The servant with the tray reappeared and made his way toward the table.
“Leave us!” MacIver said sharply.
The man bowed and exited.
MacIver eyed his grandson with the intensity of a jungle cat, and Bridgewater could see a vein beating under the pale skin of his forehead.
“We have been prepared for this,” MacIver said. “The time has come to bring this matter to a head. The clans of Scotland will not endure an army at our doorstep.”
“I want you to convince the clans not to respond.”
MacIver’s eyes widened. “Are you insane?”
“You will lose. You must believe me.”
Bridgewater knew he had already committed treason by revealing the army’s plans. The line he had drawn for his own conscience, however, was that he would not reveal the number of soldiers or the fact that the queen’s orders gave the army only until Wednesday to wait for a battle before they had to return south.
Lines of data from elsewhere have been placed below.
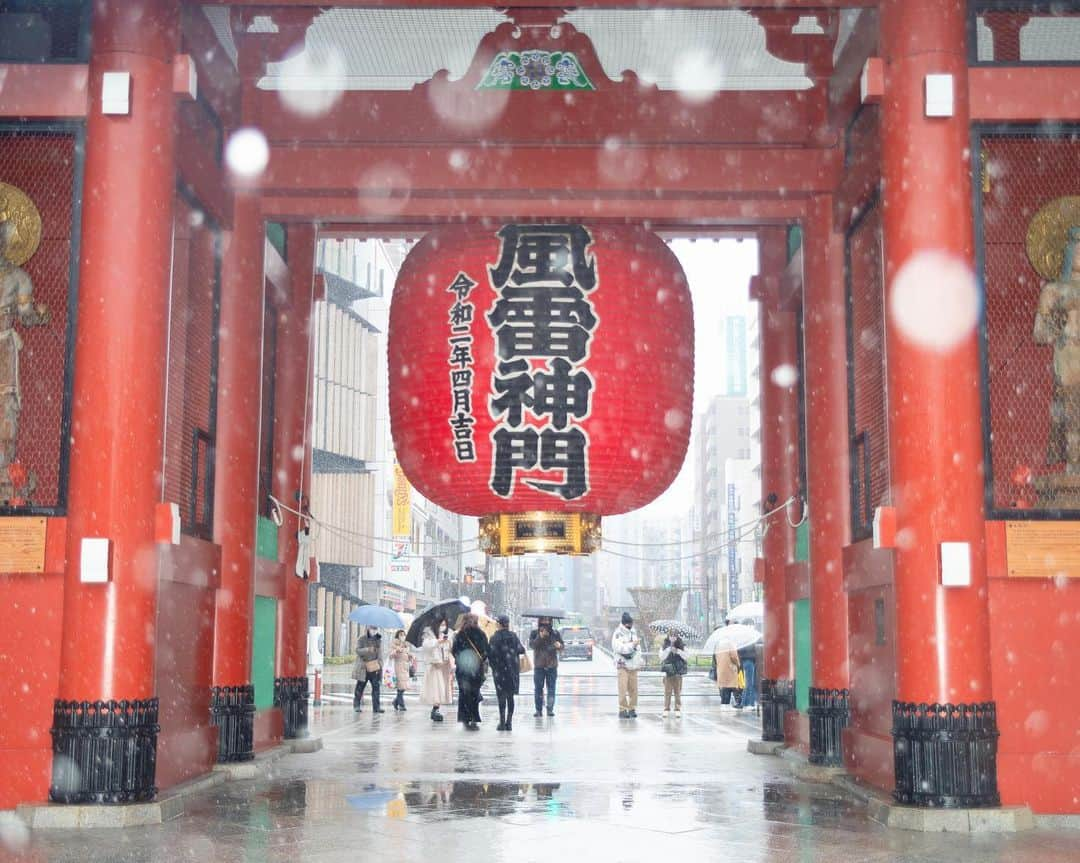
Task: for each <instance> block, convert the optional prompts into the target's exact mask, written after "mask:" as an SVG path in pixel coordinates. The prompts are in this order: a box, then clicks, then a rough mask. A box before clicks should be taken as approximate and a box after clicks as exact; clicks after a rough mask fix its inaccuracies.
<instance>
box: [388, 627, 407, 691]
mask: <svg viewBox="0 0 1080 863" xmlns="http://www.w3.org/2000/svg"><path fill="white" fill-rule="evenodd" d="M410 652H411V645H409V643H408V642H406V640H405V630H397V632H395V633H394V639H393V640H392V642H391V643H390V663H391V665H392V666H393V670H394V680H395V686H396V689H397V696H396V697H395V698H394V710H395V711H404V710H405V692H406V690H408V665H409V659H410V656H409V653H410Z"/></svg>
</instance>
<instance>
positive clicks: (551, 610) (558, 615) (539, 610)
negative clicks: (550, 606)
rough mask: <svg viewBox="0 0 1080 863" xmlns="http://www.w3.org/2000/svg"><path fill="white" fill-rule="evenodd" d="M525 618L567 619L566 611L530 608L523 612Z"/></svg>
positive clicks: (560, 609) (541, 608) (542, 608)
mask: <svg viewBox="0 0 1080 863" xmlns="http://www.w3.org/2000/svg"><path fill="white" fill-rule="evenodd" d="M522 617H523V618H565V617H566V611H565V610H563V609H562V608H529V609H527V610H526V611H522Z"/></svg>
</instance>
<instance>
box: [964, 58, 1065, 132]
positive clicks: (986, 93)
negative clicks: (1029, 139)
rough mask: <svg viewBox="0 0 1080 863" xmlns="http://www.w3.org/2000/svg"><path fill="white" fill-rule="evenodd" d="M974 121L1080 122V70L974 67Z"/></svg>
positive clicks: (1035, 122) (969, 93)
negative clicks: (1055, 121) (1049, 120)
mask: <svg viewBox="0 0 1080 863" xmlns="http://www.w3.org/2000/svg"><path fill="white" fill-rule="evenodd" d="M968 94H969V98H970V100H971V119H972V120H973V121H976V120H978V121H984V122H999V123H1004V122H1009V123H1038V122H1042V121H1044V120H1062V121H1069V120H1074V121H1075V120H1080V68H1078V67H1076V66H1053V67H1045V66H1042V67H1039V66H998V67H988V66H975V67H972V68H971V69H970V70H969V71H968Z"/></svg>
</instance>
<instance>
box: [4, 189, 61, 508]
mask: <svg viewBox="0 0 1080 863" xmlns="http://www.w3.org/2000/svg"><path fill="white" fill-rule="evenodd" d="M40 240H41V216H40V214H39V213H38V208H37V207H36V206H35V205H33V202H32V201H31V200H30V199H29V198H28V197H27V195H26V194H25V193H24V192H23V191H22V190H19V189H16V188H15V187H14V186H10V185H8V184H6V183H0V505H3V504H8V505H22V504H23V503H25V502H26V500H25V497H26V496H27V495H28V494H29V493H30V491H32V490H33V487H35V485H36V477H35V476H33V474H32V473H30V472H28V471H26V470H25V469H24V468H23V467H22V466H21V464H19V463H18V461H17V451H16V450H17V443H18V415H19V414H21V413H22V408H23V403H22V396H23V391H22V388H21V385H19V369H18V355H19V352H21V351H22V350H23V339H22V338H21V337H19V335H18V333H17V332H16V329H15V325H16V324H19V325H22V326H26V327H28V326H41V325H43V324H48V323H49V309H48V308H45V307H44V306H42V305H40V304H35V302H33V282H32V281H31V280H30V277H29V275H28V274H27V272H26V270H24V269H23V267H22V265H23V264H25V262H26V261H27V260H29V258H30V257H31V256H32V255H33V253H35V252H36V251H37V248H38V243H39V242H40Z"/></svg>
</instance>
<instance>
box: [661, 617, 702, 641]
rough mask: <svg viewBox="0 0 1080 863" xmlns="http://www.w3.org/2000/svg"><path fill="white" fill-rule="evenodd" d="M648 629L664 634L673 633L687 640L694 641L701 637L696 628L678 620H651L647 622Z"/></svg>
mask: <svg viewBox="0 0 1080 863" xmlns="http://www.w3.org/2000/svg"><path fill="white" fill-rule="evenodd" d="M649 629H650V630H652V631H653V632H662V633H663V634H664V635H671V634H672V633H674V634H675V635H677V636H678V637H679V638H683V639H685V640H687V642H696V640H698V638H700V637H701V635H700V634H699V633H698V631H697V630H696V629H693V628H692V626H688V625H687V624H686V623H683V622H681V621H679V620H653V621H652V622H651V623H650V624H649Z"/></svg>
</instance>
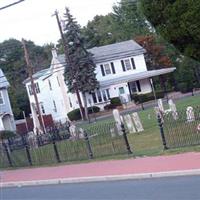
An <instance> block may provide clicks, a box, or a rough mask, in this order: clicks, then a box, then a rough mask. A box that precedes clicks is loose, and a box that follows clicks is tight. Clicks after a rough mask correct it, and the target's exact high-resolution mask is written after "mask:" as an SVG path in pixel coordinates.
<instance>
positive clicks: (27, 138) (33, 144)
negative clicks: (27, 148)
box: [27, 132, 38, 149]
mask: <svg viewBox="0 0 200 200" xmlns="http://www.w3.org/2000/svg"><path fill="white" fill-rule="evenodd" d="M27 139H28V144H29V146H30V147H31V148H32V149H34V148H38V143H37V138H36V135H35V134H34V133H33V132H29V133H28V138H27Z"/></svg>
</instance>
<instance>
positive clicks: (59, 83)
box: [57, 77, 60, 86]
mask: <svg viewBox="0 0 200 200" xmlns="http://www.w3.org/2000/svg"><path fill="white" fill-rule="evenodd" d="M57 81H58V86H60V81H59V79H58V77H57Z"/></svg>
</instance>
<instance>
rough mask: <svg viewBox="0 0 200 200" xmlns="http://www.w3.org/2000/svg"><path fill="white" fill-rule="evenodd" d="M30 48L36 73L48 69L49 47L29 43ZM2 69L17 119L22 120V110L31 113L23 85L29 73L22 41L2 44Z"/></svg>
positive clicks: (1, 43)
mask: <svg viewBox="0 0 200 200" xmlns="http://www.w3.org/2000/svg"><path fill="white" fill-rule="evenodd" d="M28 46H29V48H30V49H31V59H32V60H33V64H34V66H36V67H35V68H34V70H35V72H36V71H38V70H41V69H44V68H45V67H48V65H49V64H50V60H51V51H50V49H49V45H45V46H43V47H41V46H37V45H35V44H34V43H33V42H32V41H29V42H28ZM0 67H1V69H2V70H3V72H4V73H5V76H6V77H7V79H8V81H9V83H10V88H9V90H8V91H9V97H10V100H11V105H12V109H13V112H14V115H15V118H16V119H20V118H22V117H23V115H22V112H21V111H22V110H24V111H25V112H26V113H27V114H28V113H30V107H29V100H28V95H27V92H26V89H25V86H24V85H23V81H24V80H25V79H26V78H27V77H28V73H27V71H26V68H27V67H26V64H25V60H24V53H23V49H22V45H21V41H18V40H16V39H9V40H5V41H4V42H2V43H0Z"/></svg>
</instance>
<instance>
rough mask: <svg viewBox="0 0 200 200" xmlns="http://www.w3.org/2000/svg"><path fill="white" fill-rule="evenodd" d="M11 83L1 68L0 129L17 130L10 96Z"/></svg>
mask: <svg viewBox="0 0 200 200" xmlns="http://www.w3.org/2000/svg"><path fill="white" fill-rule="evenodd" d="M9 86H10V85H9V83H8V81H7V79H6V77H5V75H4V73H3V71H2V70H1V69H0V130H11V131H15V130H16V127H15V121H14V116H13V112H12V108H11V105H10V100H9V96H8V87H9Z"/></svg>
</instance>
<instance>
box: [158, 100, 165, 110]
mask: <svg viewBox="0 0 200 200" xmlns="http://www.w3.org/2000/svg"><path fill="white" fill-rule="evenodd" d="M158 108H159V110H160V112H162V113H164V112H165V109H164V106H163V102H162V99H158Z"/></svg>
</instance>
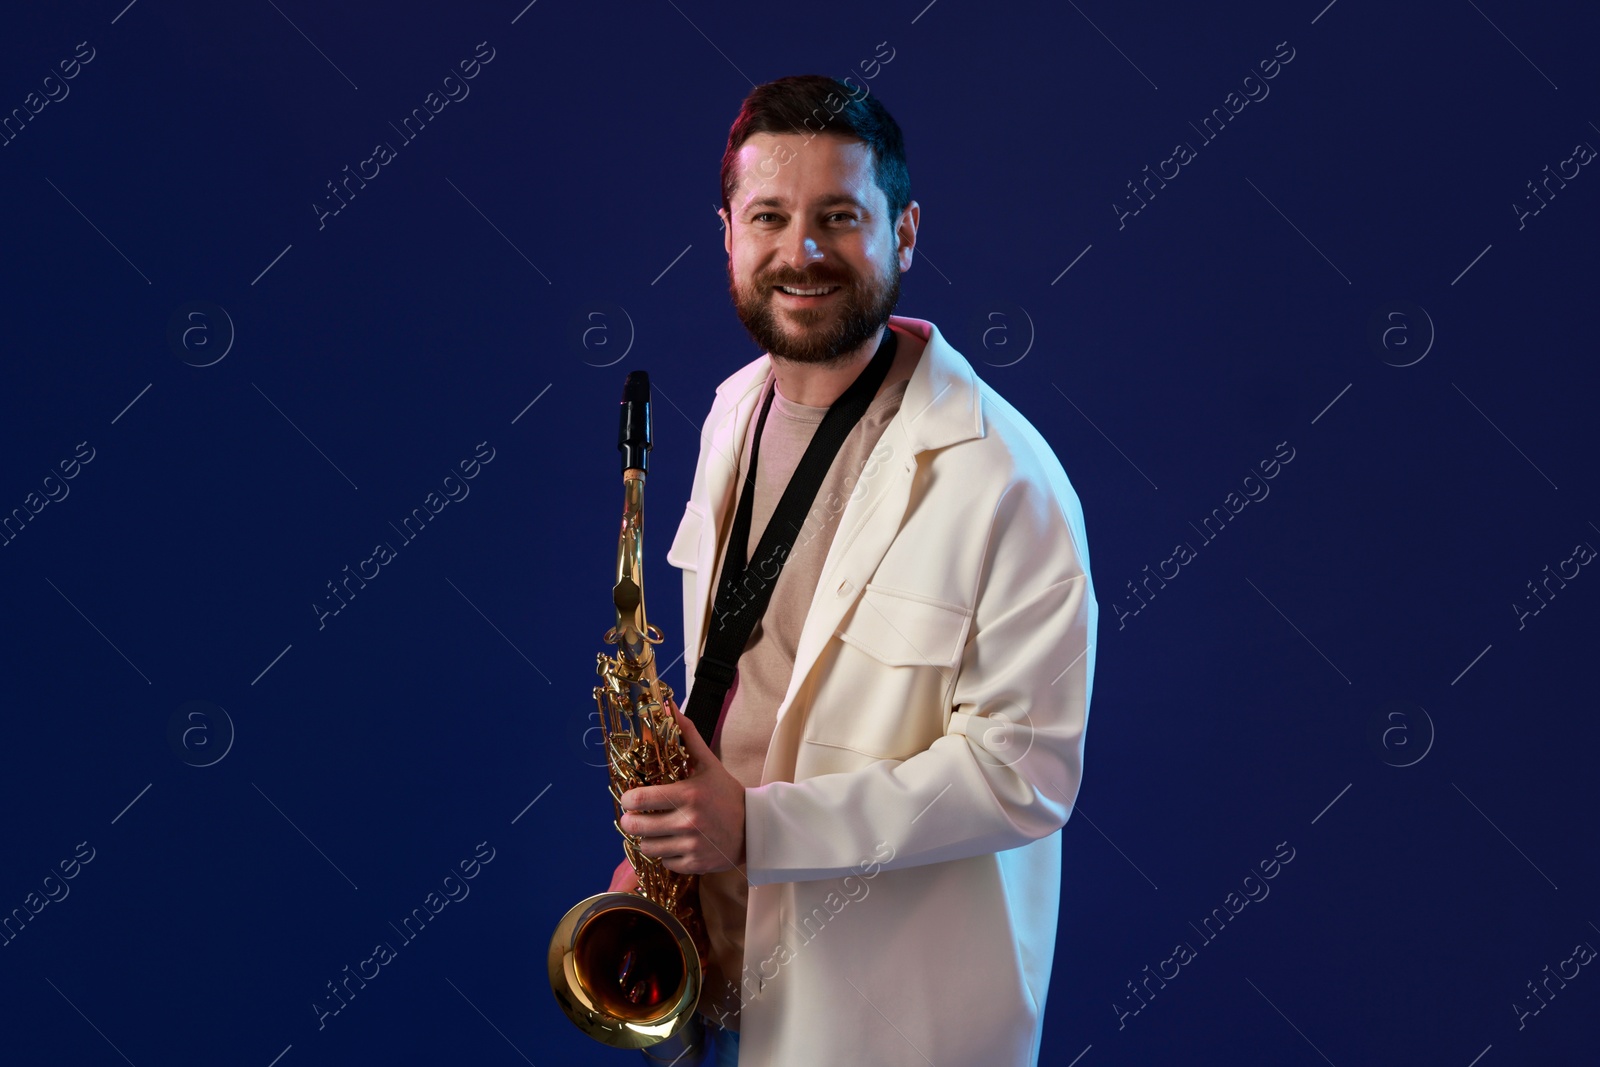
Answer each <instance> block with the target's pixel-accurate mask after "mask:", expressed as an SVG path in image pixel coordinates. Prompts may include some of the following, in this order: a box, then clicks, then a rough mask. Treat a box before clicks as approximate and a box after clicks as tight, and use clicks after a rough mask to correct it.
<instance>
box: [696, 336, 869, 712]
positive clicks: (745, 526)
mask: <svg viewBox="0 0 1600 1067" xmlns="http://www.w3.org/2000/svg"><path fill="white" fill-rule="evenodd" d="M896 344H898V342H896V338H894V331H893V330H891V328H890V326H885V328H883V339H882V341H880V342H878V350H877V354H874V357H872V362H870V363H867V366H866V368H864V370H862V371H861V374H858V376H856V381H853V382H851V384H850V389H846V390H845V392H843V394H842V395H840V397H838V400H835V402H834V403H832V405H829V408H827V414H824V416H822V422H821V424H819V426H818V427H816V432H814V434H813V435H811V443H810V445H806V450H805V454H803V456H802V458H800V464H798V466H797V467H795V472H794V475H792V477H790V478H789V485H787V486H786V488H784V494H782V498H779V501H778V507H776V509H774V510H773V517H771V518H770V520H768V523H766V530H763V531H762V539H760V542H758V544H757V545H755V558H754V560H752V561H749V563H747V561H746V550H747V547H749V541H750V510H752V506H754V499H755V464H757V461H758V459H760V450H762V430H763V429H766V411H768V410H770V408H771V405H773V394H774V392H778V384H776V381H774V382H773V387H771V389H770V390H768V394H766V400H765V402H763V403H762V414H760V418H758V419H757V422H755V440H754V442H752V445H750V466H749V470H746V474H744V486H742V490H741V491H739V504H738V509H736V510H734V517H733V531H731V533H730V534H728V547H726V550H725V553H723V561H722V581H720V582H718V585H717V598H715V601H714V603H712V613H710V619H709V621H707V625H706V635H707V637H706V646H704V651H702V653H701V656H699V661H698V662H696V665H694V686H693V688H691V689H690V705H688V707H686V709H685V713H686V715H688V717H690V720H691V721H693V723H694V728H696V729H698V731H699V734H701V737H702V739H704V741H706V744H710V742H712V734H714V731H715V729H717V720H718V717H720V715H722V704H723V701H725V699H726V696H728V688H730V686H731V685H733V675H734V672H736V669H738V662H739V656H741V654H742V653H744V646H746V643H747V641H749V640H750V633H752V632H754V630H755V624H757V622H758V621H760V617H762V616H763V614H766V603H768V601H770V600H771V597H773V585H776V584H778V574H779V573H781V571H782V568H784V563H786V561H787V558H789V552H790V550H792V549H794V542H795V537H797V536H798V533H800V526H802V525H803V523H805V517H806V512H810V510H811V504H813V501H816V494H818V490H821V488H822V480H824V478H826V477H827V470H829V467H832V466H834V458H835V456H837V454H838V450H840V448H842V446H843V443H845V438H846V437H850V432H851V430H853V429H854V427H856V424H858V422H859V421H861V416H862V414H864V413H866V410H867V406H869V405H870V403H872V398H874V397H875V395H877V392H878V386H882V384H883V379H885V378H886V376H888V373H890V365H891V363H893V362H894V349H896Z"/></svg>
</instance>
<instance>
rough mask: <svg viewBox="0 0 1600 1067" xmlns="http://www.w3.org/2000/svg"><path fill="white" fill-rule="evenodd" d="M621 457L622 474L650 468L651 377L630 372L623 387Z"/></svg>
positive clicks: (621, 425)
mask: <svg viewBox="0 0 1600 1067" xmlns="http://www.w3.org/2000/svg"><path fill="white" fill-rule="evenodd" d="M616 446H618V451H621V453H622V470H646V469H648V466H650V374H646V373H645V371H629V373H627V381H626V382H624V384H622V419H621V424H619V427H618V435H616Z"/></svg>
“You’d like that, wouldn’t you?” MacIver said. “To take your victory without a struggle.”
“Twill be no victory for anyone if your men and the army come to blows.”
MacIver stepped closer to his grandson, close enough that Bridgewater could feel the man’s sour breath on his face. “You’re saying to me that you want the clans to throw down their arms and allow the English army free reign to cross the border?” His eyes shone like two blue flames.
“I’m saying I want you to keep the clans from attacking. You do not need to throw down your weapons. But you must keep them from mounting an offense.” Bridgewater could see the machinations in his grandfather’s eyes as he considered what it might take to reverse that plan.
“You ascribe too high a power to me, Captain. The clans will do as they wish. They always do.”
“You must stop them. If your men attack, they will be slaughtered. I am not a Scot, but I do not wish to see that any more than you.”